Specific Changes to Occurrences:
101. Many of these fields should be automatically populated.
Yes; see 3. above.
Specific Changes to Assessments:
201. Assessment module should not contain treatment info (e.g. bags removed). This info should be in Treatments.
Yes; in the new system, for instance, quantity of material removed might be an extra field in a treatment event record.
202. Not sure how to record something is extremely widespread (virtually or nearly ubiquitous).
This needs further discussion.
203. Ability to record that while the map shows only a specific patch, plant is actually widespread or ubiquitous. Could be a note field.
204. Polygons need to be distinguishable by year (color-coded?).
Yes; the Search for Weed Data app should be able to do this.
205. Distance from water: more info needed on type of water feature.
206. Distance from water: If one is working near water -- say mapping pepperweed -- "distance from water" doesn't do it. Consider aquatic, brackish, salt, riparian, top of bank, above or below mean high tide (or similar; you need to define this because it can be confusing -- e.g. do you mean some extends lower, or most, or what?), exposed to waves or currents.
Yes; see 4. and 8. above.
207. Plant Density: should not have to specify the "per Area" field (e.g. Sq. feet, sq. m, Ha. Acre, etc…) the density should be based on the polygon mapped. This field could be removed.
As proposed, the new system has number of plants and distribution (following BAEDN). If the user supplies a polygon, then gross area could be derived from it.
208. Cover Class: some prefer more cover classes, others prefer the same number of cover classes but different breaks, while others do not like cover classes and would prefer if you could just enter the % cover straight-up.
The set of cover classes are something that an organization administrator would determine when a project is set up.
209. Distribution: needs description for isolated, linear, etc…
210. Distribution: add "patchy" and scattered patchy"
An organization administrator would determine this when a project is set up.
211. Associated Vegetation: could replace this with a drop-down where you select the top 3 associated species.
If this field is needed, it is probably more appropriately included in a occurrence (describing the nature of the location) rather than in an assessment. The set of values are something that an organization could determine when it sets up its instance of the system.
212. Associated Vegetation: what about emergent or aquatic vegetation?
213. Associated Vegetation: need more "urban mix" options (paved roadside, dirt road side, horticultural landscape, highly managed lawn, landscaping, urban mix on hillside, etc…).

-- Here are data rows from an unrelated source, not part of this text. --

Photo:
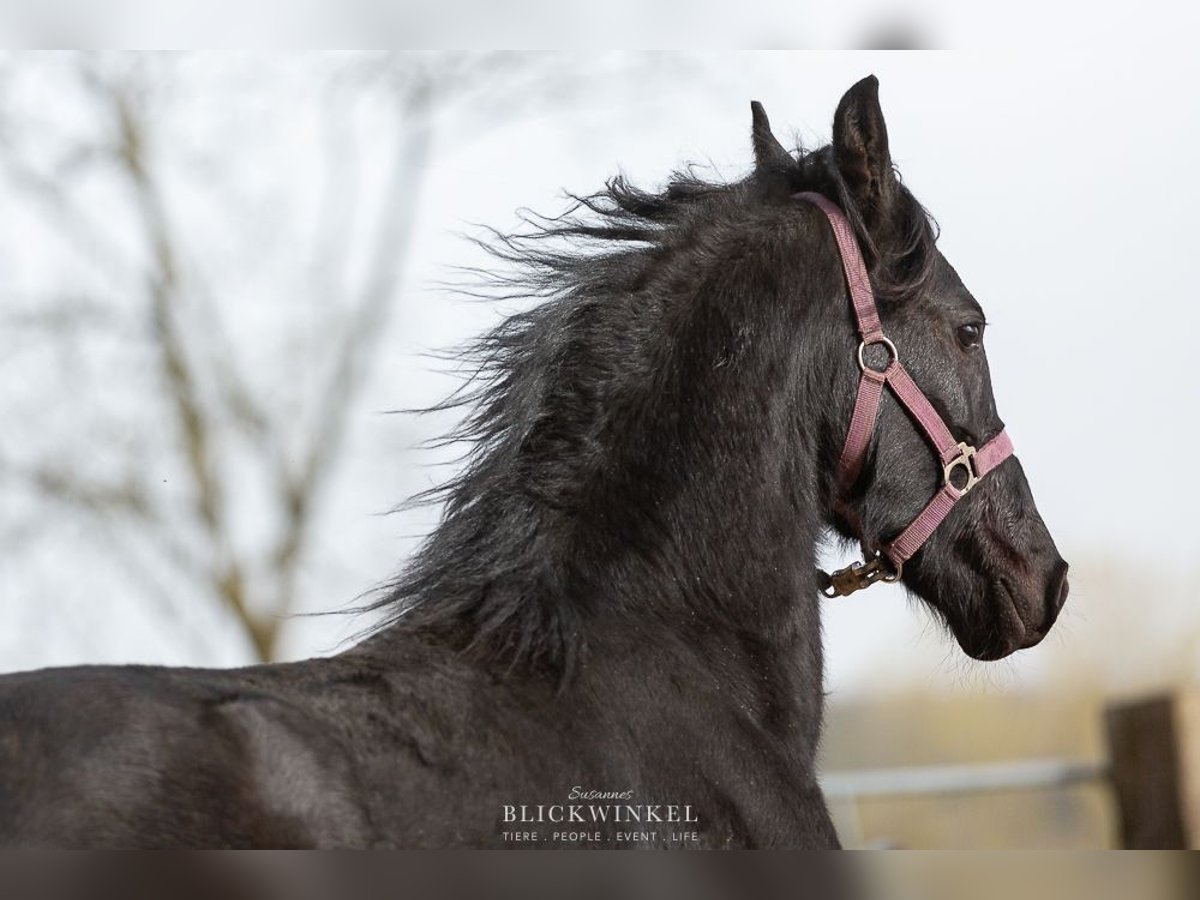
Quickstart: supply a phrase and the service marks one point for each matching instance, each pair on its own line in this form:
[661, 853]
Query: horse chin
[1006, 631]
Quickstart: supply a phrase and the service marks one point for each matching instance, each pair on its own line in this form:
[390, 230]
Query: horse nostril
[1056, 593]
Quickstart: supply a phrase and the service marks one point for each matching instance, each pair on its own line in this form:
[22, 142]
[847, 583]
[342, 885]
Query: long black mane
[505, 573]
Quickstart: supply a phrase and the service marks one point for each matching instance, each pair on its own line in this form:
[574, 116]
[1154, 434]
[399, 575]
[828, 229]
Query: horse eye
[970, 335]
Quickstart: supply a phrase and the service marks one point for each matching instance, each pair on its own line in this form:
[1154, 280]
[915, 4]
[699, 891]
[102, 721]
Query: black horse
[613, 636]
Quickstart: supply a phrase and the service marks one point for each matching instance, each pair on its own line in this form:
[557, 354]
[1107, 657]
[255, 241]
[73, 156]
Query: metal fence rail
[983, 778]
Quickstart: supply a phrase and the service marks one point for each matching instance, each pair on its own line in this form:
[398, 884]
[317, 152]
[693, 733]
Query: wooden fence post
[1155, 759]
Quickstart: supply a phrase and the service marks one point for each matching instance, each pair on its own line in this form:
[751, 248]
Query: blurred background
[222, 271]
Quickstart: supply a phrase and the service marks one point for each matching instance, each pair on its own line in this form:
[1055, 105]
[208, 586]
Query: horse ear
[861, 147]
[768, 153]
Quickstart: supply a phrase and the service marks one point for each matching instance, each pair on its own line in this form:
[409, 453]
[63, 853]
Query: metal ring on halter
[966, 461]
[886, 342]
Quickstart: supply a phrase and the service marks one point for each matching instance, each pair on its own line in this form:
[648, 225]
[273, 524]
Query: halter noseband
[958, 459]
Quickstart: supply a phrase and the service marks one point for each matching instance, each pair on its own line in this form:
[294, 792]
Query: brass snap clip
[855, 577]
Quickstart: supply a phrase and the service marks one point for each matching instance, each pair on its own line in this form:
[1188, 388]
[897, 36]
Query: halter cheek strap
[963, 466]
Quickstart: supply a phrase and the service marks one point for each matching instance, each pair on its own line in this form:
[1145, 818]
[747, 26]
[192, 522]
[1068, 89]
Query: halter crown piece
[960, 461]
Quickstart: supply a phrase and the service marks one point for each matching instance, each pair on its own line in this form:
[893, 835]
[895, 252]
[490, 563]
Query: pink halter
[957, 459]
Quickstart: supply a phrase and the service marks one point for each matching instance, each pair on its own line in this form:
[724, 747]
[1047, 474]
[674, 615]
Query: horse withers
[612, 637]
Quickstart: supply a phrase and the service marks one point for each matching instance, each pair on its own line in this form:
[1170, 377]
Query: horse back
[137, 756]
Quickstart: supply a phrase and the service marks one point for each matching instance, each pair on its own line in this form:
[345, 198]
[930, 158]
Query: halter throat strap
[963, 466]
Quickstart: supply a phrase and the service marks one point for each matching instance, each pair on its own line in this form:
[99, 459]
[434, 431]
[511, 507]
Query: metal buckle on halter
[857, 576]
[966, 461]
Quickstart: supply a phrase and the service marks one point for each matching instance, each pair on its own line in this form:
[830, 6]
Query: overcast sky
[1063, 187]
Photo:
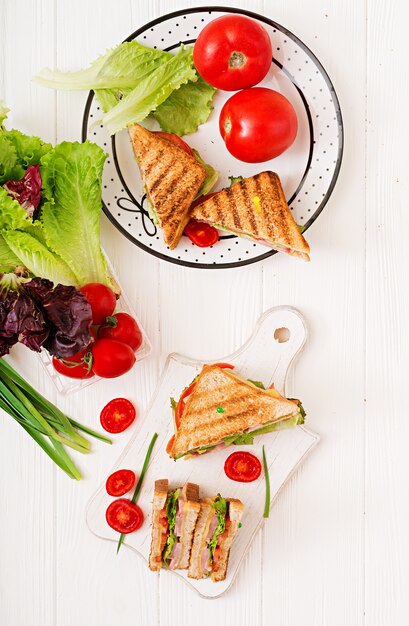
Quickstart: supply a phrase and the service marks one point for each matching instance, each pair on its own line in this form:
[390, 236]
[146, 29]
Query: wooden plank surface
[335, 549]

Specific Changes to Treatments:
301. Can a treatment apply to multiple occurrences? [yes]
Yes; multiple occurrences and also possibly multiple different weeds.
302. For treatments (and applicable to assessments), colors of polygons should be different. Could choose colors based on year made, recorder, species, project ID, etc… Right now, in places where many treatments have been made (e.g. a small restoration site), it becomes difficult to tell apart or select the different treatment polygons.
Yes; see 204. above. The Search for Weed Data will do this.
303. Treatments need to be more easily linked to the assessments, preferably by including a field with the species name.
304. Initial mapping and assessment works well, but as treatment progresses through time and the population becomes fragmented, it becomes too time consuming to map each separate patch. It is also unclear how to map separate patches that have become fragmented from an initial large patch (i.e. you could start with one assessment for a large patch which turns into many small patches after treatment). It needs to be easier to link these new small patches to the initial large patch using GeoWeed (yet, also be able to clearly separate them visually on the GPS and GIS as has been indicated by previous comments).
As proposed, the new system provides a root record ID field in an observation record to provide for this case. When an original large patch becomes fragmented by treatment into many smaller patches, a new record can be entered for each of the smaller patches, with root record ID set to the observation ID of the original patch.